Polychrome had danced down the garden paths and back again a dozen times, for she was seldom still a moment, yet she had heard Ozma’s speech and understood very well Woot’s unfortunate position. But the Rainbow’s Daughter, even while dancing, could think and reason very clearly, and suddenly she solved the problem in the nicest possible way. Coming close to Ozma, she said:
“Your Majesty, all this trouble was caused by the wickedness of Mrs. Yoop, the Giantess. Yet even now that cruel woman is living in her secluded castle, enjoying the thought that she has put this terrible enchantment on Woot the Wanderer. Even now she is laughing at our despair because we can find no way to get rid of the green monkey. Very well, we do not wish to get rid of it.

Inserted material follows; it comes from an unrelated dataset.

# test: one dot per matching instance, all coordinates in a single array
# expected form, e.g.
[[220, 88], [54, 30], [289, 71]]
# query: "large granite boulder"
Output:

Let the woman who created the form wear it herself, as a just punishment for her wickedness. I am sure your fairy power can give to Mrs. Yoop the form of Woot the Wanderer—even at this distance from her—and then it will be possible to exchange the two forms. Mrs. Yoop will become the Green Monkey, and Woot will recover his own form again.”
Ozma’s face brightened as she listened to this clever proposal.
“Thank you, Polychrome,” said she. “The task you propose is not so easy as you suppose, but I will make the attempt, and perhaps I may succeed.”